Sem ação

por Luis Borges 6 de maio de 2015   Pensata

Na última quinta-feira, véspera do Dia do Trabalhador, uma operadora do Direito de 53 anos se viu sem ação por duas vezes num curto intervalo de tempo.

Com algumas demandas a resolver, ela se dirigiu a um hipermercado que também conta com lojas de conveniência. Entrou em uma delas para comprar um perfume. Era a única cliente da loja, foi atendida por uma vendedora e notou que outra moça aguardava no caixa pelo momento do pagamento.

De repente, um rapaz alto e forte invadiu a loja, como um felino, e determinou agressivamente que as três mulheres ficassem quietas. Diante do susto o medo tomou conta delas, que ficaram paralisadas como estátuas, sem ação. Ainda assim, deu tempo de pensar em Deus e torcer por um desfecho de sorte. O rapaz falava enfaticamente, levaria os perfumes que queria de qualquer maneira, ao mesmo tempo em que sugeria estar armado. Demonstrando muito foco e rapidez, ele agiu em poucos minutos e deixou o local em desabalada carreira rua abaixo, enquanto a vendedora balbuciava os primeiros gritos de socorro.

Antes sem ação, as mulheres foram se refazendo da paralisia e retomando os movimentos. A cliente concluiu sua compra com a bolsa intacta e a vendedora afirmou ser aquele o segundo roubo feito pelo rapaz na loja.

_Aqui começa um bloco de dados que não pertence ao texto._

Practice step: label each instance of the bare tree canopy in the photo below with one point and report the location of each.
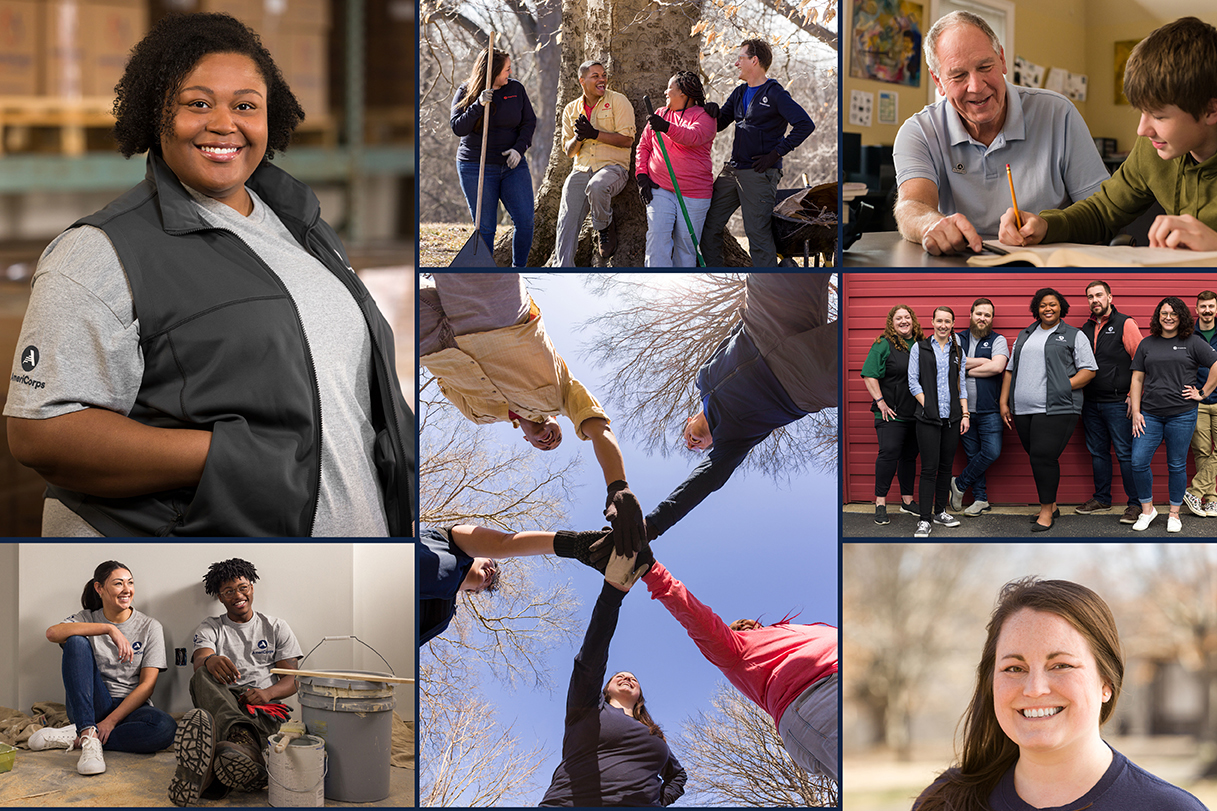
(735, 758)
(657, 337)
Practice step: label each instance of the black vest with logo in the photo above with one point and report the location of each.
(224, 350)
(927, 375)
(1115, 374)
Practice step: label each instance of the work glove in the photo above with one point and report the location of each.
(589, 548)
(626, 515)
(278, 711)
(646, 188)
(584, 129)
(626, 570)
(762, 163)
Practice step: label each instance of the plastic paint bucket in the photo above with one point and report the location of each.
(297, 773)
(355, 720)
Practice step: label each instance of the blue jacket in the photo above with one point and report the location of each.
(512, 123)
(744, 403)
(762, 127)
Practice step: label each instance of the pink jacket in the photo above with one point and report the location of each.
(688, 141)
(770, 665)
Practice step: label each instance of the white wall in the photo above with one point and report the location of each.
(319, 588)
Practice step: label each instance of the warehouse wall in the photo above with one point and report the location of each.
(867, 298)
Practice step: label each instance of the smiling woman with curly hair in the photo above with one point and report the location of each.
(184, 341)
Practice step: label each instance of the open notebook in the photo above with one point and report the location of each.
(1072, 255)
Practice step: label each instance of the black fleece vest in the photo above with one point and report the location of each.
(224, 350)
(1115, 374)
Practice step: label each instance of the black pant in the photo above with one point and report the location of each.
(1044, 437)
(937, 442)
(897, 456)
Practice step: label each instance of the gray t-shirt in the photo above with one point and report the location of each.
(147, 643)
(1030, 385)
(94, 359)
(253, 647)
(999, 348)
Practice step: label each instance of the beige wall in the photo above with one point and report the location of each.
(1077, 35)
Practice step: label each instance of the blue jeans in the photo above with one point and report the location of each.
(145, 730)
(1177, 432)
(514, 188)
(1106, 425)
(667, 234)
(982, 445)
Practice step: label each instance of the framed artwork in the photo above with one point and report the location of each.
(886, 42)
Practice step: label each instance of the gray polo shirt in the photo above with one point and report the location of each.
(147, 643)
(1044, 140)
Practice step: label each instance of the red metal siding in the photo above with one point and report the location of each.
(868, 296)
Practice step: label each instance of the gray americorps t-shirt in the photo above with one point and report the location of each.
(147, 643)
(253, 647)
(93, 359)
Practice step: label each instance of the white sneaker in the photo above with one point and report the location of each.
(52, 738)
(1144, 520)
(91, 762)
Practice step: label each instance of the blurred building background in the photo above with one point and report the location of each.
(914, 621)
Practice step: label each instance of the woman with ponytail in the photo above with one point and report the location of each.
(112, 655)
(688, 134)
(1049, 677)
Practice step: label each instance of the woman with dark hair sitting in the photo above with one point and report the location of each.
(688, 134)
(1042, 393)
(1164, 400)
(1049, 677)
(112, 655)
(613, 754)
(506, 175)
(194, 331)
(885, 373)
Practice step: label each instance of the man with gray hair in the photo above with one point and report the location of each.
(598, 132)
(951, 157)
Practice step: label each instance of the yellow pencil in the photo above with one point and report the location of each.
(1014, 200)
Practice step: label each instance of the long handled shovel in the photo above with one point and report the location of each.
(659, 136)
(475, 253)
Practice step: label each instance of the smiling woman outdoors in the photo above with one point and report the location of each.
(192, 333)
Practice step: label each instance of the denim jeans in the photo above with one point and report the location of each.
(667, 234)
(514, 188)
(1106, 425)
(1176, 431)
(145, 728)
(982, 445)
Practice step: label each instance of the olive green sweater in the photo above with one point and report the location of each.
(1181, 185)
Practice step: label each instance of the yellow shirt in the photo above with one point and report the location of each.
(612, 113)
(516, 369)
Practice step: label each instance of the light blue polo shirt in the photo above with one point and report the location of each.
(1044, 140)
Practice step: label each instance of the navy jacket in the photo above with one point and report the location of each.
(744, 403)
(224, 350)
(609, 759)
(762, 127)
(512, 122)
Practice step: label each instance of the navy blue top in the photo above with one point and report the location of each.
(761, 126)
(744, 403)
(512, 122)
(442, 568)
(609, 759)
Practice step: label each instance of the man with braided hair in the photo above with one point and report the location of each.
(465, 559)
(219, 743)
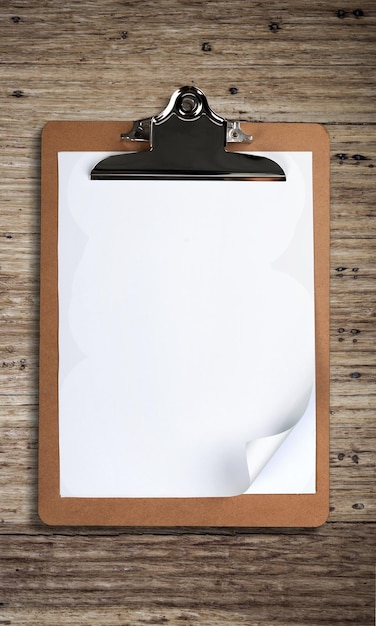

Acionado pela funcionária do caixa, o gerente da loja mandou computar o prejuízo e dispensou o registro do caso em Boletim de Ocorrência, demonstrando desalento com o tipo de situação.

Acreditando-se refeita do susto, a operadora do Direito entrou no espaço do supermercado para fazer algumas compras. Reuniu rapidamente os itens e caminhou para a área dos caixas. Eram poucos os que funcionavam, então apostou num daqueles para pessoas que compraram um número determinado de volumes. A fila não andava. Contou e viu que era a sexta pessoa na espera. O problema que empacava a fila era uma divergência nos preços de uma cerveja em promoção.

Atrás da advogada, chegou uma senhora de uns 60 anos, com poucos volumes numa cestinha, que começou a pressioná-la, de graça. Foi quando, de novo, a advogada se viu sem ação. Primeiro a senhora se insinuou para passar à frente na fila que estava parada. Quando finalmente as pessoas começaram a andar, a senhorinha resolveu ficar no seu lugar, mas começou questionar as compras feitas pela advogada. Questionou a escolha das marcas. Não satisfeita, quis saber da vizinha de fila se poderia ganhar uma carona até o bairro Planalto. Informada, com poucas palavras, que a advogada morava em outro bairro, a insistente senhorinha continuou tentando invadir a privacidade da compradora, questionando por qual razão ela não fazia suas compras no próprio bairro.

A advogada resolveu parar de responder. Mesmo sem receber mais explicações e já impaciente, a senhorinha ainda questionou o valor das compras registrado no visor do caixa ao mesmo tempo em que tentava ver a senha do cartão sendo digitada.

E assim a operadora do Direito deixou o ambiente, tão aliviada por ter se livrado de pessoa extremamente amolativa que até se esqueceu do roubo na loja de perfumes. Depois de se ver sem ação por duas vezes no mesmo dia, a advogada concluiu que está muito difícil viver e que são muitos os perigos dessa vida, também nos supermercados.

Por fim, decidiu que vai comprar mesmo é no supermercado em que já se abastece. Lá quem fica atrás na fila do caixa às vezes olha a senha, às vezes dá um jeito de ir enfiando as compras na esteira mesmo antes da pessoa da frente passar. Mas, pelo menos, ninguém questiona o que está sendo comprado, o valor ou a forma de pagamento.